April 5, 20264 min read

Building Tape Composition: Stitching Self-Tapes Without Leaving the Browser

By The AuditionPartner.ai Team

engineeringproduct-updateself-tape

Every actor knows the drill. You set up your camera, record your slate — "Hi, I'm Jane Smith reading for the role of Pat" — then launch into the scene. If the scene doesn't go well, you do it again. And again. And every single time, you re-record the slate too.

It's tedious. The slate is the same every time. But traditional self-tape workflows don't separate them — you hit record, do the slate, do the scene, and whatever comes out is your take. If you want to swap the slate or pick a different scene performance, you need editing software.

We wanted to fix that.

Separating slate from scene

The first step was simple in concept: let actors record their slate as a standalone clip. Press record, introduce yourself, stop. That clip lives on its own. Then do the scene separately — as many takes as you want — without ever touching the slate again.

The UI mirrors what actors already know. Camera preview, countdown, record, review. The difference is that when you're done, you have a library of slates and a library of scene takes, each labeled with its take number. Slate Take 1. Scene Take 3. Familiar language for anyone who's been on a set.

The composition problem

Having separate clips is only useful if you can combine them. And that's where things get interesting.

Video files aren't like text files — you can't just append one to another.
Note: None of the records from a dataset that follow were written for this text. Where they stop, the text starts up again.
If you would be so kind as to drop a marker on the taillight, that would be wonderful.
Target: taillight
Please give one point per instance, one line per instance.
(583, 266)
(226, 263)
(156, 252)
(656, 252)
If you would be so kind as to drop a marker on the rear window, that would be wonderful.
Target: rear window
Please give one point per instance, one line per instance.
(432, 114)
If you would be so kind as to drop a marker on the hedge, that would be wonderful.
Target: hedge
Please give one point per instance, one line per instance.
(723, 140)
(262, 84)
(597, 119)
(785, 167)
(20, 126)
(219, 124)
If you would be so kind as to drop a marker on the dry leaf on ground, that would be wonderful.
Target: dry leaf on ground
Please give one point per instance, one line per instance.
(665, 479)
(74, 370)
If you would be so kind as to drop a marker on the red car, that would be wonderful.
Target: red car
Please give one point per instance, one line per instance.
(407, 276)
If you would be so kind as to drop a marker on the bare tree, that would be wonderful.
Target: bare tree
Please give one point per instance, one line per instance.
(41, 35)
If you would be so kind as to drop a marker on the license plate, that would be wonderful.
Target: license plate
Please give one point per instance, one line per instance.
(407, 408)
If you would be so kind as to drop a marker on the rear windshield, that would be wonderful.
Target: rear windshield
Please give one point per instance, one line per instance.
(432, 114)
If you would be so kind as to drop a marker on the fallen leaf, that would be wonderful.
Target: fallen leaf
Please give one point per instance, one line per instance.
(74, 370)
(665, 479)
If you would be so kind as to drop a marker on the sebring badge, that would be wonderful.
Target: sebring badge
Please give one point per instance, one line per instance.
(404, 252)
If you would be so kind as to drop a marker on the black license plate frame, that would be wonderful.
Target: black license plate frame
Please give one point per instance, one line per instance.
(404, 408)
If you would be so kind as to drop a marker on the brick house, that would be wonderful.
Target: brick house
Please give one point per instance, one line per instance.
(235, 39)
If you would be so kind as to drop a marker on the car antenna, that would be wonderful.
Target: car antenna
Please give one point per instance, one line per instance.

Different browsers record in different formats. Safari produces MP4 with H.264 video. Chrome and Firefox produce WebM with VP8 or VP9. If an actor records their slate in one browser and their scene in another, those are fundamentally different containers with different codecs.

We needed a system that could take any two recordings, regardless of format, and produce a single clean video.

Server-side composition with FFmpeg

The answer was FFmpeg, the Swiss Army knife of video processing. When an actor picks a slate and a scene in our compose dialog, the request goes to our API. We spin up a background task that downloads both recordings, determines whether they need re-encoding, and stitches them together.

If both recordings are the same format — say, two WebM files from Chrome — we use FFmpeg's concat demuxer with stream copy. No re-encoding, near-instant, minimal server load.

If the formats differ — an MP4 slate from Safari paired with a WebM scene from Chrome — we normalize both to a consistent format before concatenating. It takes a bit longer, but the result is a universally playable video that works everywhere.

The composed video gets uploaded back to storage and sent to our video pipeline for processing. Within a minute or two, the actor has a polished MP4 ready to download and submit.

Take numbers: small detail, big difference

While building this, we realized that recording timestamps are meaningless to actors. "Apr 4, 10:46 PM" doesn't tell you which take was the good one. But "Scene Take 3" does — instantly.

We added take numbers that accumulate per project, per recording type. Your first scene is Scene Take 1, your third slate is Slate Take 3, your composed final is Composed Take 1. It's the language of filmmaking, and it makes the compose dialog actually usable — you can tell at a glance which recordings you're combining.

Inline preview

The compose dialog lets you hover over any recording thumbnail and preview it right there — a tiny inline video player that lets you scrub through a few seconds to jog your memory. No need to open each recording in a separate player to figure out which take was the one where you nailed the emotional beat.

What's next

Tape composition is the foundation for something bigger. Right now, you pick a slate and a scene and get a combined video. But the architecture we built — server-side video processing with format normalization — opens the door to more sophisticated editing: trimming heads and tails, adding title cards, adjusting audio levels.

For now, though, the simple version solves the real problem: record your slate once, pair it with your best take, and submit a polished self-tape without ever opening an editing app.